BlockBeats News, April 21st - Cryptography engineer Filippo Valsorda argued that even in the most optimistic scenario, real-world quantum computers will not be able to break 128-bit symmetric encryption in the foreseeable future. The current "post-quantum cryptography" panic is based on a misunderstanding. In his article "Quantum Computers Pose No Threat to 128-Bit Symmetric Keys," he stated that quantum computers do not pose a practical threat to 128-bit symmetric keys (such as AES-128), and the industry does not need to upgrade key lengths.

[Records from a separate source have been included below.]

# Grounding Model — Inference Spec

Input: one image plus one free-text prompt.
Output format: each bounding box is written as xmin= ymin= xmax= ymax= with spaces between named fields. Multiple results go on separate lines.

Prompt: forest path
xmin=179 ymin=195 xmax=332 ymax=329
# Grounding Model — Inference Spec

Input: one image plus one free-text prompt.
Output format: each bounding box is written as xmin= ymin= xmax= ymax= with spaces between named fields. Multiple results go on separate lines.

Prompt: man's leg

Filippo Valsorda pointed out that many people are worried that quantum computers will "halve" the effective security strength of symmetric keys using the Grover algorithm, making a 128-bit key only provide 64 bits of security. This is a misconception stemming from overlooking a crucial limitation of the Grover algorithm in actual attacks. The main issue with the Grover algorithm is its inability to efficiently parallelize. Its steps must be executed sequentially, and attempting parallelization significantly increases the total computational cost. Even with an idealized quantum computer, the total computational effort required to break an AES-128 key is astronomical, needing about 2^104.5 operations, orders of magnitude higher than the cost of breaking current asymmetric encryption algorithms, making it entirely impractical. Standard bodies such as NIST in the United States, BSI in Germany, and quantum cryptography experts have definitively stated that algorithms like AES-128 are sufficient to withstand known quantum attacks and are used as a benchmark for post-quantum security. NIST explicitly advises in its official FAQs that "doubling the AES key length is not recommended to address quantum threats."

Finally, Filippo Valsorda suggested that the only pressing task in current post-quantum migration is to replace vulnerable asymmetric encryption methods (such as RSA, ECDSA). Using limited resources to upgrade symmetric keys (e.g., from 128 bits to 256 bits) is unnecessary and would dissipate efforts, increase system complexity, and coordination costs. The focus should be entirely on areas that truly require replacement.